Fans of The Motor Company lined the streets as Bill, his sister Karen, and a caravan of Harley riders came rumbling down Main Street with a police escort to kick-off the celebration. Willie G. and wife Nancy also joined the party, making it a true Davidson family affair. A rousing rendition of the Star Spangled Banner fueled the crowd before the countdown to the chain-cutting began.
“Sturgis is proven to be a mecca for riders from all over the world to gather here and what’s really cool is during its initial 75 years Harley-Davidson riders have truly defined what this event is,” continued Davidson.
Bill Davidson works the crowd at the chain-cutting ceremony for Harley-Davidson’s Rally Point on Main Street Sturgis.
In addition to the 74 bricks from Juneau, there’s also a brick from the Harley-Davidson Museum. Even more special, there’s a tile from the original Davidson homestead in Scotland incorporated into its design.
And it is a grand design, an industrial façade constructed of steel and stone. There’s a large stage in the center flanked by an impressive fireplace. A king-sized silver and black Bar & Shield logo leaves no doubt whose fingerprint is stamped on the plaza. Lead planner Jessica Hawn of FourFront Design, Inc. out of Rapid City and principle landscape architect Eirik Heikes should be commended for the awe-inspiring outcome of the final project.
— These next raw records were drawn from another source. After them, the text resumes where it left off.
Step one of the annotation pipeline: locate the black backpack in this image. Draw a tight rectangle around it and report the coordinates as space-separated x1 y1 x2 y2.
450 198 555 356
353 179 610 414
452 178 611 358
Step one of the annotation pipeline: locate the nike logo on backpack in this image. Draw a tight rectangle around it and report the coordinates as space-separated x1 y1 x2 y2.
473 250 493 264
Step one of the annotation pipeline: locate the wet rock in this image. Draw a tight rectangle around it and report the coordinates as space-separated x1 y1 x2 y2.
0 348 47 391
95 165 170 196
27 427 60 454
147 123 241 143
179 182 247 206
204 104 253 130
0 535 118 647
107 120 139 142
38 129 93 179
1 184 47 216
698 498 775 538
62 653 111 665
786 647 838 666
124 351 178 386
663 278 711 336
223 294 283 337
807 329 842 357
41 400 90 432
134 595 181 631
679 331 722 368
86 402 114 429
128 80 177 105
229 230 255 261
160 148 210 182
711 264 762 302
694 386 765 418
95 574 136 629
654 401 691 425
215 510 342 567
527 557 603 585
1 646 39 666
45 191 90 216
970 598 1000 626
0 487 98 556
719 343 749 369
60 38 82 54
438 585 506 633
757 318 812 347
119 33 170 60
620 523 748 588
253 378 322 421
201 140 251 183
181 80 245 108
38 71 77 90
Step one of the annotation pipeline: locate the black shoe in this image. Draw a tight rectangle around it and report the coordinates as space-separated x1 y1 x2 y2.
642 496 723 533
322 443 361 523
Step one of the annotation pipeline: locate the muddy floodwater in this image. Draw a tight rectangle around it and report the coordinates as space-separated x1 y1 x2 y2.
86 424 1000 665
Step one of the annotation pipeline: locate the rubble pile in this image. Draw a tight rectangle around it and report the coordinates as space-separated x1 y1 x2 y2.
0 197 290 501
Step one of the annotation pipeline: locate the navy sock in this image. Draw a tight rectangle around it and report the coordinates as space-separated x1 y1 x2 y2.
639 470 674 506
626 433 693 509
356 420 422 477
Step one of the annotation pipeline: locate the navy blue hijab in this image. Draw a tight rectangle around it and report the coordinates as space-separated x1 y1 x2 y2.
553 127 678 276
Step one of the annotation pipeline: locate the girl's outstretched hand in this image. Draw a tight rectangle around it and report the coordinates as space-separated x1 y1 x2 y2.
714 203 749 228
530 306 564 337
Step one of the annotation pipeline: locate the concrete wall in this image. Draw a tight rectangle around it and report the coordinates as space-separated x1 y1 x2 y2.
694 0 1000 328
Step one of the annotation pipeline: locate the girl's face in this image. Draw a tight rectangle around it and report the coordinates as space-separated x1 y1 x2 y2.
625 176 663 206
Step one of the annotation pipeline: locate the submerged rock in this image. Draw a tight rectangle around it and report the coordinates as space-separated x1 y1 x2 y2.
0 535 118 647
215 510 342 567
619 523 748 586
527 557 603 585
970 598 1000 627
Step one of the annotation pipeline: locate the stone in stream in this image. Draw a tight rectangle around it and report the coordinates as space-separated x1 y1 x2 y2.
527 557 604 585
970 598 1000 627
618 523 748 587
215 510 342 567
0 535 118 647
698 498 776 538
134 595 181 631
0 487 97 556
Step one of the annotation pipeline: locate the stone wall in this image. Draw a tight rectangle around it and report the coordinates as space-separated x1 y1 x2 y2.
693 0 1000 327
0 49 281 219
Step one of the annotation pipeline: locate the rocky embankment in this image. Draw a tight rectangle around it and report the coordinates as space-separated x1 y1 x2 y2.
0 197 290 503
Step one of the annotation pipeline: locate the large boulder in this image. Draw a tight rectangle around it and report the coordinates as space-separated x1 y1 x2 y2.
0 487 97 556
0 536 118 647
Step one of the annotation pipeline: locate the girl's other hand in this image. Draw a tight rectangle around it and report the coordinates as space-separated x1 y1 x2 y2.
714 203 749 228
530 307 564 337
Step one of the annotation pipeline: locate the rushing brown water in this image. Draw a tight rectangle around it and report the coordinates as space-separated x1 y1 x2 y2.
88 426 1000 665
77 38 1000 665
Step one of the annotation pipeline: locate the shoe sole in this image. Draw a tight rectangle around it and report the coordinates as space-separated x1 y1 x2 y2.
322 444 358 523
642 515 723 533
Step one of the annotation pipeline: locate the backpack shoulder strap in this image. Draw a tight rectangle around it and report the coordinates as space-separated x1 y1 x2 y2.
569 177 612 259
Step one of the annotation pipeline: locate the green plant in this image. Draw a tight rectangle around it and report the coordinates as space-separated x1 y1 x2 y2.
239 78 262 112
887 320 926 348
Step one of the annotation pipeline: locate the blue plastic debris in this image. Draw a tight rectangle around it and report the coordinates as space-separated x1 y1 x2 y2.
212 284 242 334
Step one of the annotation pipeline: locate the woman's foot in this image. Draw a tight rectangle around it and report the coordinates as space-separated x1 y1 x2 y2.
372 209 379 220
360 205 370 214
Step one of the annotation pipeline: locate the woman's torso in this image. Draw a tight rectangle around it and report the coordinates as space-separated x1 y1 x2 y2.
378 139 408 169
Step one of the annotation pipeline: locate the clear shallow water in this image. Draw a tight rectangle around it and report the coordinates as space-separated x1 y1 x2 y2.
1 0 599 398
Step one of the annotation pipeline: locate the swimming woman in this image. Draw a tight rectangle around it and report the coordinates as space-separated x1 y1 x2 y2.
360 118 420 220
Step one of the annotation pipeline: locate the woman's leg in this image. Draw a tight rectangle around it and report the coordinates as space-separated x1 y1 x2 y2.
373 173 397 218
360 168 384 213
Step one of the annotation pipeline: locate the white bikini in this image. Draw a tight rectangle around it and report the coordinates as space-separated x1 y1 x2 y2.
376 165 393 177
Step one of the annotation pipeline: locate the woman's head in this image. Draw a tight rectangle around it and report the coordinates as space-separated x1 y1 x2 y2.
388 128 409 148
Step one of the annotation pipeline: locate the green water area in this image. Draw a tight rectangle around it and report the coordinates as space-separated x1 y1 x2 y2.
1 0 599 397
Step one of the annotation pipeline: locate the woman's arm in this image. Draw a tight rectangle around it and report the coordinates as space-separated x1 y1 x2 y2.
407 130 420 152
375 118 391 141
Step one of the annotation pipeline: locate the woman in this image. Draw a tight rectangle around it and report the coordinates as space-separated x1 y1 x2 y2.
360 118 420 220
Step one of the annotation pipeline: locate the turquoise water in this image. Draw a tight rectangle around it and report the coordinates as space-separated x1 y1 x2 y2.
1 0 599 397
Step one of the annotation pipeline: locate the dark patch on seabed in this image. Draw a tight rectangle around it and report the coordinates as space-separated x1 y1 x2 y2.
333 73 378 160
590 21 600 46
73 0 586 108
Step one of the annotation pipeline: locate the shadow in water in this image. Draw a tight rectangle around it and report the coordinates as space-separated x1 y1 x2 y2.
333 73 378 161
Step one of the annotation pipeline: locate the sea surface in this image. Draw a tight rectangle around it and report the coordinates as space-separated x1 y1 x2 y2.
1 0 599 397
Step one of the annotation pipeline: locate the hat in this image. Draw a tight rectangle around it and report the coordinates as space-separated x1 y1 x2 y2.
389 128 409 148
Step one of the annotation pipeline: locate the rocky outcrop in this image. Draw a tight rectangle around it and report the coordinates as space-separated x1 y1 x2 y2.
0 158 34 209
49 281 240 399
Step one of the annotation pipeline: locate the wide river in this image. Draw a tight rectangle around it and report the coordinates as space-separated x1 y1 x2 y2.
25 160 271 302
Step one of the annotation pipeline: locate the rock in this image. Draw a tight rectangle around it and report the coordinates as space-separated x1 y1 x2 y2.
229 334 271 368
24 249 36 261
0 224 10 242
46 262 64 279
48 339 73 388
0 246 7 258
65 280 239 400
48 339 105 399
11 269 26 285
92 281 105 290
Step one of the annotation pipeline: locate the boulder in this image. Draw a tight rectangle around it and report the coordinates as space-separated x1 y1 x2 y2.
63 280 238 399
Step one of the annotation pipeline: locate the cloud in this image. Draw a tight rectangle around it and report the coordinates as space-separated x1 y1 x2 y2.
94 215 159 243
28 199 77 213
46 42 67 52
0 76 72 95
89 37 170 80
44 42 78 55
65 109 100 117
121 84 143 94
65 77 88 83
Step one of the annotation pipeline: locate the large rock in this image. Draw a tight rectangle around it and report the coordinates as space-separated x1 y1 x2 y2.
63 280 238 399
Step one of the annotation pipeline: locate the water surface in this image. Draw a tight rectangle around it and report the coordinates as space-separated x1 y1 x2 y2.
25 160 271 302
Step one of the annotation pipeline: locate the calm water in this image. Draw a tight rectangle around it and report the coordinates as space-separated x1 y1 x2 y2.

When The Weld Guy made the final cut and the chain split in two, a roar of applause rose from the Harley faithful. Half of the plates that formed the ceremonial chain will go to the Harley-Davidson Museum in Milwaukee while the other half will go to the Sturgis Motorcycle Museum & Hall of Fame. After the chain fell, Sturgis Mayor Mark Carstensen declared the 75th annual Sturgis Rally officially open.
The stage was quickly broken in by a band singing a song about Sturgis. Not far away, a line of motorcycles was already forming down the alleyway as riders aimed to be among the first to ride their bikes on the raised plateau of the pavilion and have their picture taken with the big white letters of the hillside Sturgis sign clearly framed in the background.